It was not just any fried breakfast Leanne had however, it was a buffet at the hotel and Leanne had piled her plate high with sausage, bacon, mushrooms, baked beans, black pudding, tomatoes and hash browns. There was probably the recommended calorie content on that plate for a person for the entire day.

*****

Having still not finished our negotiation around one someone came in and started to put on a lunch on a spare table. They did not seem to realise that there was only five of us in the meeting as they laid out a buffet of sandwiches and savoury snacks that could feed at least twice if not three times that number. Leanne however set about proving that maybe they had not miscalculated how much was needed, she did not finish all the food but must have eaten three times more than any of the other four of us.

When she came back from the bathroom soon after lunch I noticed she had only got her skirt buttoned on the second button that was meant more for show as it gave her about an extra inch around the waist but did leave a tiny but of her panties showing. She clearly had problems managing to get her stuffed belly back inside her skirt have put away so much food at lunch.
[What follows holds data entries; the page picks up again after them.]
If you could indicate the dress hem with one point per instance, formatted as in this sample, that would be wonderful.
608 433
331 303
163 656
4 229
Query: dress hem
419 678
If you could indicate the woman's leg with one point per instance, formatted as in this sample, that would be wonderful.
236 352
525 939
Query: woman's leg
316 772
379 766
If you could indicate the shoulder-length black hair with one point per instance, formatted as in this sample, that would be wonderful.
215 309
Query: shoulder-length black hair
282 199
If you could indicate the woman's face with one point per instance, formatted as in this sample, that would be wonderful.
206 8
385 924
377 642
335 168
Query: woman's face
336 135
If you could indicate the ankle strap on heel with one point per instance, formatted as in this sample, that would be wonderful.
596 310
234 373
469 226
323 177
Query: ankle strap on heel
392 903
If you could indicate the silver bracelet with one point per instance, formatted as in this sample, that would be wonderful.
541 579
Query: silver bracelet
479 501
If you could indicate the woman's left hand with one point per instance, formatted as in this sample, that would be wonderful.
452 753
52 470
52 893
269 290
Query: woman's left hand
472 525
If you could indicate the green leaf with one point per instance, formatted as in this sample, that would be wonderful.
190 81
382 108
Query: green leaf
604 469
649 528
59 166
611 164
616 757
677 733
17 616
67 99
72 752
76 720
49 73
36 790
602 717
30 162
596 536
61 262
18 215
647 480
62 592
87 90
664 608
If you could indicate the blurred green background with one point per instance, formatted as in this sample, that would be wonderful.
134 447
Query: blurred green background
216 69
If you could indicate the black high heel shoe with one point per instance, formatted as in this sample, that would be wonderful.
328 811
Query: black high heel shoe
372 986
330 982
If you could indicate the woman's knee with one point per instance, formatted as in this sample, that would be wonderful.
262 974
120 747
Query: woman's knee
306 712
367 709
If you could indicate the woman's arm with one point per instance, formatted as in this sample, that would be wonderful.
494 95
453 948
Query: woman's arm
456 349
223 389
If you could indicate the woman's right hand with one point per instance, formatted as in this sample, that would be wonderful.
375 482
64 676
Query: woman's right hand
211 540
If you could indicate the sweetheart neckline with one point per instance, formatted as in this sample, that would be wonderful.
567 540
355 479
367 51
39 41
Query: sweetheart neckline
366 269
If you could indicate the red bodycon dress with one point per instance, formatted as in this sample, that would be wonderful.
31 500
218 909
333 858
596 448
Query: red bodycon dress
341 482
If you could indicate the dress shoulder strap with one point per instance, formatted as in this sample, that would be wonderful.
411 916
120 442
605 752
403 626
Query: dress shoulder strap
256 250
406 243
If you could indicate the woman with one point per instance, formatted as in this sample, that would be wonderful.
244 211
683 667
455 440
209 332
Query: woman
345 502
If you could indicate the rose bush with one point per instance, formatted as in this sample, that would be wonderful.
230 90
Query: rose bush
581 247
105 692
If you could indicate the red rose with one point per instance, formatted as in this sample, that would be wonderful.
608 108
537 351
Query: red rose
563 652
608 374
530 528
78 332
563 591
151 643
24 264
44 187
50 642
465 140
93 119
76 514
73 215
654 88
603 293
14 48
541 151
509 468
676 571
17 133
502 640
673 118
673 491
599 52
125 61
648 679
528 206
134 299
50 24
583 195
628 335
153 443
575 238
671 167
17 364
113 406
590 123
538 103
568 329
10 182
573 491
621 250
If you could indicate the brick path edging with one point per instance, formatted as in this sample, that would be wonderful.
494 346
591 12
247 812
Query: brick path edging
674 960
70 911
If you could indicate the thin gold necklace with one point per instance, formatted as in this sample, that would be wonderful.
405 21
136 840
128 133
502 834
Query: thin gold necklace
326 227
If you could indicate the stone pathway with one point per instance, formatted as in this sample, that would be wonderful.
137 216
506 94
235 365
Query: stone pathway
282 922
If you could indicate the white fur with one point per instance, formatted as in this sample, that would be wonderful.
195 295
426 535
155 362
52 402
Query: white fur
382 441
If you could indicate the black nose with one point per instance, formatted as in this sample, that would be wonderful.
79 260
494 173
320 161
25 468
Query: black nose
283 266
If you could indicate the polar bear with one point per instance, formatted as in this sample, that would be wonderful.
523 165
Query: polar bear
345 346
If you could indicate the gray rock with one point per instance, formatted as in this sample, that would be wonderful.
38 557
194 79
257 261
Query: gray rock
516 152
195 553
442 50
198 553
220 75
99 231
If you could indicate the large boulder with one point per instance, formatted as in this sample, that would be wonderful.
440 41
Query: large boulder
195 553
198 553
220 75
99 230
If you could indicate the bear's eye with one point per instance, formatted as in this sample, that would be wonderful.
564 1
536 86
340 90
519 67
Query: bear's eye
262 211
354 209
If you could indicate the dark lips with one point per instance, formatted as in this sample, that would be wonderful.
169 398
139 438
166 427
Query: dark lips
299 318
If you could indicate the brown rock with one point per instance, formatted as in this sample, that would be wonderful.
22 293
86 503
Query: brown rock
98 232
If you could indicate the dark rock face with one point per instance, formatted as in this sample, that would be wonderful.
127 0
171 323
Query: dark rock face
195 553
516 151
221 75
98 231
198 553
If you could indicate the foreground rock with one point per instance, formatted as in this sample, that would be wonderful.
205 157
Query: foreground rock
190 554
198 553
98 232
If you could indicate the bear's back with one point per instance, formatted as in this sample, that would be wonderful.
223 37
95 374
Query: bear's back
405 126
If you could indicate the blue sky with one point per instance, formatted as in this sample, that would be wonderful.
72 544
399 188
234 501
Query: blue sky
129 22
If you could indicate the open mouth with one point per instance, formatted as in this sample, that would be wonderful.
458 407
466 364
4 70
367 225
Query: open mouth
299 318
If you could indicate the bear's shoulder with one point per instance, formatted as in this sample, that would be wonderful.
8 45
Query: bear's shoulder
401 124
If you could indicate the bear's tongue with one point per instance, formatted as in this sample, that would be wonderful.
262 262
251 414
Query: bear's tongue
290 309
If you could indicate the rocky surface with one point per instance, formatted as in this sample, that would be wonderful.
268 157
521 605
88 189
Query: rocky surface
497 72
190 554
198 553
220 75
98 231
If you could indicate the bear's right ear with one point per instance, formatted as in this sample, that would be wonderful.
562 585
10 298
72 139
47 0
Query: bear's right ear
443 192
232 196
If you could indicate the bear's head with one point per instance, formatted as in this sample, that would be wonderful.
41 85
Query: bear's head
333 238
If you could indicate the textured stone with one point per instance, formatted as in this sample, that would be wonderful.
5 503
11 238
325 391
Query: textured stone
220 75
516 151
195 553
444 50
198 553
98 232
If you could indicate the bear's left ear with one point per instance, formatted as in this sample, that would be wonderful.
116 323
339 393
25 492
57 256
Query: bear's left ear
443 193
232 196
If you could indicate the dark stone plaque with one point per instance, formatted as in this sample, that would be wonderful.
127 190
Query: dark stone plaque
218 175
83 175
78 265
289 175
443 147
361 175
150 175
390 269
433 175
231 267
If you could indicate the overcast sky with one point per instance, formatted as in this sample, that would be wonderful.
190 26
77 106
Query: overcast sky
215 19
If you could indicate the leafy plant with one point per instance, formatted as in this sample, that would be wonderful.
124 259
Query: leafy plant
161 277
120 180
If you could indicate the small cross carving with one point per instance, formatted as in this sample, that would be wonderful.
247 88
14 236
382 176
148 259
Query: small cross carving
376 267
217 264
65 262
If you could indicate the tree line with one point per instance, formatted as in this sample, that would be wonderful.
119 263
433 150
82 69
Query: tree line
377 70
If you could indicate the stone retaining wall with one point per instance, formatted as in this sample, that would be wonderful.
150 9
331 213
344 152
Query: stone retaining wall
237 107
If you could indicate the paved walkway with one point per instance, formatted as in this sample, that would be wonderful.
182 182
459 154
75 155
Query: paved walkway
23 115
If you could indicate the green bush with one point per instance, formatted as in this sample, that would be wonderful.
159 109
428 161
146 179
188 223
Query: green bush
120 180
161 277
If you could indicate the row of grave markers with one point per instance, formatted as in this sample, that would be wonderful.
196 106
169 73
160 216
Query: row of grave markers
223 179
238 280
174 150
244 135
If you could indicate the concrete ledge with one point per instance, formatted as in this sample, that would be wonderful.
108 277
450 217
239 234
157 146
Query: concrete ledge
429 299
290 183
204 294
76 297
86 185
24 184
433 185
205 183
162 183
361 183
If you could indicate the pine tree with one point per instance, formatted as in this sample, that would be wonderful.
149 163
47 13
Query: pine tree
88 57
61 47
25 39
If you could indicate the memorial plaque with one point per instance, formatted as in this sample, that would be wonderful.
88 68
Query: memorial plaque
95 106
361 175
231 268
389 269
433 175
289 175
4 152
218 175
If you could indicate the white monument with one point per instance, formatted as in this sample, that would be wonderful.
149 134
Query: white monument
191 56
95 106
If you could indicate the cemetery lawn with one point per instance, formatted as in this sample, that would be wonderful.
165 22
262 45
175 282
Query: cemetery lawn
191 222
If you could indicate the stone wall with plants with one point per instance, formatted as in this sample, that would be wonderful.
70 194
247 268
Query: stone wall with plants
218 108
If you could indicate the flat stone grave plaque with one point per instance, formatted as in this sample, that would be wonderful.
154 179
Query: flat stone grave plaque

Another hour and we had the contract signed and Leanne was well fed, which both left me pleased on the way back to the office.

*Check*

Things seemed to be going along very well in my plan and I felt it would not be long before I could start the endgame. Leanne appeared to be getting fatter by the day and was fast approaching the point of no return.

Leanne was in the little kitchen near her office making a coffee and picking up some cakes she had left in the fridge when she heard what sounded like two guys gossiping about someone in the adjacent meeting room, she moved nearer to the air vent to hear better as she always liked some good gossip.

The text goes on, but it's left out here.